[Cfp-interest] implementing tgmath for constant rounding modes

Joel C. Salomon joelcsalomon at gmail.com
Thu Jun 7 17:43:58 PDT 2012


On 06/07/2012 03:48 PM, Fred J. Tydeman wrote:
>
> On Sat, 2 Jun 2012 08:22:55 -0700 Jim Thomas wrote:
>>
>> Take the example of cbrt. <math.h> could have
>>
>> #define cbrt(x) __roundwise_cbrt(x)
>>
>> Then the translator would have to keep track of whether a constant rounding mode is in effect at 
>> each call site for __roundwise_cbrt and, if so, what the rounding direction is. 
>
> So, in effect, __roundwise_cbrt becomes a special keyword/token/symbol to the compiler.
> And the same for all the other math functions (that is a lot of names to treat special).
<snip>
> Would it be better to add just one new attribute, eg,
>   #define cbrt(x) [[ROUNDWISE]] cbrt(x)
> that would be the same for all compilers?

A question about implementing this, at the library level: How is the
static mode being passed to the function we're calling?

This can be faked by setting the dynamic rounding mode to the
currently-selected static mode before the function call, but this adds
the overhead of setting & checking the dynamic mode.

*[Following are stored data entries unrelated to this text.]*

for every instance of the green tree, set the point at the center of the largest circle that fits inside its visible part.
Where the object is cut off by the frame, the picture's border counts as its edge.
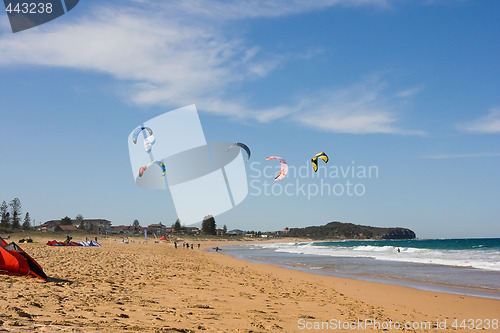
(15, 208)
(66, 221)
(177, 226)
(27, 222)
(208, 226)
(4, 223)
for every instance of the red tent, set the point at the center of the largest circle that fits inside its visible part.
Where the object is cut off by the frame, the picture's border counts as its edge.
(13, 259)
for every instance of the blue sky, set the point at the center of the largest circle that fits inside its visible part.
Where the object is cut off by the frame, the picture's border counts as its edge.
(410, 87)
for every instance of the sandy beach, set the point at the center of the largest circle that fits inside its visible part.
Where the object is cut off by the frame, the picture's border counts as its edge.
(154, 287)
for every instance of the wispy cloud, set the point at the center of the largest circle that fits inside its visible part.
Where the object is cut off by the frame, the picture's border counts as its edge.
(162, 58)
(363, 108)
(453, 156)
(489, 124)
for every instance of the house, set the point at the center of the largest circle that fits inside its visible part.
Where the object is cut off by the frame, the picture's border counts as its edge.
(50, 226)
(158, 228)
(97, 226)
(67, 228)
(236, 232)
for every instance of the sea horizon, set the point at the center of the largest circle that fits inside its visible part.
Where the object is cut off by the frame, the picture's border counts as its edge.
(465, 266)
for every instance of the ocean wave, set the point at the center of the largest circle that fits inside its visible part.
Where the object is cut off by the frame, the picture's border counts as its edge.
(479, 259)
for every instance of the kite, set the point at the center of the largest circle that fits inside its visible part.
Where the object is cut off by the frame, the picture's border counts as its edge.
(148, 142)
(242, 145)
(141, 170)
(314, 160)
(284, 167)
(161, 165)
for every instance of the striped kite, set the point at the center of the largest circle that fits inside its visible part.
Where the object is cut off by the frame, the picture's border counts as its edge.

Is that at all
significant?

E.g., assume the following declarations of highly-efficient,
1ulp-accurate functions:

    double __cbrt_round_downward(double),
        __cbrt_round_tonearest(double),
        __cbrt_round_towardzero(double),
        __cbrt_round_upward(double);

The following then becomes possible:

    inline double cbrt(double x) {
        #pragma STDC FENV_ACCESS ON
        switch (fegetround()) {
        case FE_DOWNWARD:   __cbrt_rnd_downward(x); break;
        case FE_TONEAREST:  __cbrt_rnd_tonearest(x); break;
        case FE_TOWARDZERO: __cbrt_rnd_towardzero(x); break;
        case FE_UPWARD:     __cbrt_rnd_upward(x); break;
        }
    }

Apply the appropriate compiler magic:

    #define cbrt(x) [[ROUNDWISE]] cbrt(x)

and we then have this use:

    {
        #pragma STDC FENV_ROUND FE_DOWNWARD
        /* stuff */
        x = cbrt(8.0);
        /* more stuff */
    }

which the compiler turns into

    {
        #pragma STDC FENV_ROUND FE_DOWNWARD
        /* stuff */
        #pragma STDC FENV_ROUND FE_DYNAMIC
        fesetround(FE_DOWNWARD);
        x = cbrt(8.0);
        #pragma STDC FENV_ROUND FE_DOWNWARD
        /* more stuff */
    }

On a system optimized for static rounding modes, this seems to me
somewhat odd -- but it can work. (Or is it not odd at all?)

An alternative (which I proposed in my email of April 19, see
<http://mailman.oakapple.net/pipermail/cfp-interest/2012-April/000354.html>)
is a compiler intrinsic that behaves like fegetround(), but at compile
time; this requires less magic insertion of fesetround().